Airports are an integral part of the national and international transportation system, and they play a major role in the nation’s economic stability. Thus, it is extremely important for airlines to develop systems that promote efficiency, promptness and overall consumer satisfaction. But as airlines continue to change rules and regulations, one of the controversial issues involving baggage remains a huge debate among passengers and airline companies. With the rising cost of boarding and baggage fees, many consumers are opting for carry-on luggage versus checking bags in at the airport. Also, the fear of lost luggage, delays and long waiting lines deter many consumers from bringing large amounts of baggage on trips. The perpetual airport baggage debate shows the urgent need for an innovative baggage process system that will minimize delays and secure luggage. Thus, Stocking, DeLong, Braunagel, & Healy (2009) found that research and timely information pertaining to operational issues and passenger complaints can help airlines develop an effective integrated organization system that can help to reduce delays, wait time and other issues that adversely affect the consumer airport experience.
Technology is the chief driver of innovative developments and business initiatives (Baltzan & Phillips, 2011). With evolving industry trends, it is extremely important for organizations to continue to develop new, innovative products to maintain success and offset competition. Swanson (1994) found that Information Systems (IS) is essential to an organization’s success, and it is rapidly growing and changing the scope of operations within a business. Information technology in the airline industry has expanded to include new operation tasks in data administration, network management and other technologically advanced areas. “The meshing of new technology with organization design, process, strategy, and external relationships appears to be one of the most important issues of the next decade” (Swanson, 1994, p. 1069). Ultimately, it is vital for organizations to implement technological advances into product development to ensure efficacy and longevity.
Moreover, a technology-based approach to product development will allow organizations to develop systems, which “show an objective return in terms of cost, efficiency, effectiveness or, more typically, all three” (Clarke, 2007, p. 7). Thus, technology plays a major role in innovation and creative product development. Also, classification and alignment of information systems within a particular airline is extremely important for airlines to effectively manage information systems (Marks & Rietsema, 2014). Thus, functional aligning systems will provide more strategic organization and allow users to easily management technology systems within a particular airport. O’Brien & Marakas (2010) found that enterprise collaboration with different IT technologies such as the Internet and Intranet can also help enhance product development and boost competitive advantage among companies.
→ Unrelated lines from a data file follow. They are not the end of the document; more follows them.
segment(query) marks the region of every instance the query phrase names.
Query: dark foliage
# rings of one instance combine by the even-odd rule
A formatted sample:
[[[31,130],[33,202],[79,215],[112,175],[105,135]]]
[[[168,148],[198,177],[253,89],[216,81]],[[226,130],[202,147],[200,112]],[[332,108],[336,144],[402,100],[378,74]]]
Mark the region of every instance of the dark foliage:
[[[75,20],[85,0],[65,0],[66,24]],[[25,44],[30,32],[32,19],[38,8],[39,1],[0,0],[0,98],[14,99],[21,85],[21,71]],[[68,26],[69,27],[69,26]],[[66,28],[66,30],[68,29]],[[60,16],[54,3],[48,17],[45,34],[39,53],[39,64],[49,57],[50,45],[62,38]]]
Another key element of product development within airline organizations is airport information systems security. With past terrorist activists, most notably, 9/11, airport security has changed in order to ensure the overall safety of all passengers. New stricter rules and regulations for boarding have been implemented to help make sure that no illegal items, weapons or terroristic activity takes place on the flight. Wilson (2003) found that increased security measures that involve sharing and exchanging information between different airport services will allow access control and authentication to be effective in all airports. Each airline has a different airport environment that requires different security methods, but implementing a universal security measure that can be used interchangeably among airports can help strengthen communications and security in the airline industry as a whole.
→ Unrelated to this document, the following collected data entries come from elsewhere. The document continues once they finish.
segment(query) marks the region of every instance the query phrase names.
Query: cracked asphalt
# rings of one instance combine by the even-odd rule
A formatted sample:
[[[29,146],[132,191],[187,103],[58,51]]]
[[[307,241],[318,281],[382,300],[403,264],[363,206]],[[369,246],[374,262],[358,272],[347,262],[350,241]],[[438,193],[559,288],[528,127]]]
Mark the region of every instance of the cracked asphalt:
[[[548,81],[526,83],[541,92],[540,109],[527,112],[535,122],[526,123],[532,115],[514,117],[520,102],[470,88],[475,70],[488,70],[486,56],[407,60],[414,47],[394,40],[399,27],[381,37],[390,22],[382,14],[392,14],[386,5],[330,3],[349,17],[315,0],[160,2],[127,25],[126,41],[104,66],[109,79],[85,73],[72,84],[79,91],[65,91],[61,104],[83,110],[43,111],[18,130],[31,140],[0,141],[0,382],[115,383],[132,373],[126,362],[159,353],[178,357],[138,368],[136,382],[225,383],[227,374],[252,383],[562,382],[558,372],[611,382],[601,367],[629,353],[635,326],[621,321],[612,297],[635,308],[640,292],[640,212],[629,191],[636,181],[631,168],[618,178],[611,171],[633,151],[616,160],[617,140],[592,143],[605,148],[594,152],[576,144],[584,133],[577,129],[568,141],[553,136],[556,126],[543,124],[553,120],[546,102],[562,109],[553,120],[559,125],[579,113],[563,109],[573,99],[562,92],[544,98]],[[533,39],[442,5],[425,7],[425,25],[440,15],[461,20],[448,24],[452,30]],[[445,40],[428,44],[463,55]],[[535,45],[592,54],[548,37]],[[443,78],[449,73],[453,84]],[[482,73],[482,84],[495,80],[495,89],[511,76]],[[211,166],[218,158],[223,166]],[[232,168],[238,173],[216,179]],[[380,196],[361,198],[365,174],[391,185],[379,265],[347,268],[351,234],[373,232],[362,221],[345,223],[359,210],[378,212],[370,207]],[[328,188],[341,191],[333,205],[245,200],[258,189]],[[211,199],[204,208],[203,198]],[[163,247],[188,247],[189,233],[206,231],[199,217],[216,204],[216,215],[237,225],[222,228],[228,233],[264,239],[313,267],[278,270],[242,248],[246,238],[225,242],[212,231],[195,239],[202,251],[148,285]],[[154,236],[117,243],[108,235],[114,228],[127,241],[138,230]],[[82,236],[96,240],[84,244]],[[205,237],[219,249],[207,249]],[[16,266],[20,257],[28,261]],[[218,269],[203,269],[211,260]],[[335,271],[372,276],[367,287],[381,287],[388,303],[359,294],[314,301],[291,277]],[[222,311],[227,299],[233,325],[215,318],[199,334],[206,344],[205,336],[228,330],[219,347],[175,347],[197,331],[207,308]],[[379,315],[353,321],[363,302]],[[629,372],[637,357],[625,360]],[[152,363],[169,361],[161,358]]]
Furthermore, cost is an important factor to consider when creating innovative product developments. Watson (2013) found that more frugal and minimal resources can be effective in helping to implement information systems within organizations. This will allow airlines to develop cost-saving systems that will be effective in product development that can possibly lower baggage cost and other fees associated with boarding. Cost-effective techniques are essential to organizations because it allows organizations to lower fees and allocate additional funds towards other critical areas of the airline organization. Thus, this is extremely beneficial for all airlines and especially for consumers who are not pleased with high baggage fees. Ultimately, product development that requires scarce resources will help organizations to maintain profit and increase consumer satisfaction by lowering fees.
Edmondson & Nembhard (2009) found that teamwork is a critical component of product development. “In today’s organizations, the design, development and production of new products is a fast-paced interdisciplinary endeavor—calling for teams rather than highly structured functional organizations to get the job done” (Edmondson & Nembhard, 2009, p. 124). Thus, teamwork allows professionals from different departments within an organization to utilize their diverse skills and expertise to develop the highest quality product in the shortest amount of time. Thus, developing an integrated information system that is inclusive of all department leaders will broaden the product development process. Essentially, an effective teamwork strategy will help to improve information systems within airlines.
Overall, the implementation of focus groups will help organizations research and develop effective product development methods. Thus, focus groups allow professionals to collaborate, and they can be tailored to meet the distinct needs and trends of a particular airline work environment. Langford & McDonagh-Philp (2002) found that focus group research “provides a basic structure to the elicitation of user needs, but also provides an adaptable method that includes a high level of informality” (p. 67). Thus, understanding the needs and requirements of a particular airport service is detrimental to developing an effective product strategy that will help to improve critical areas of the organization.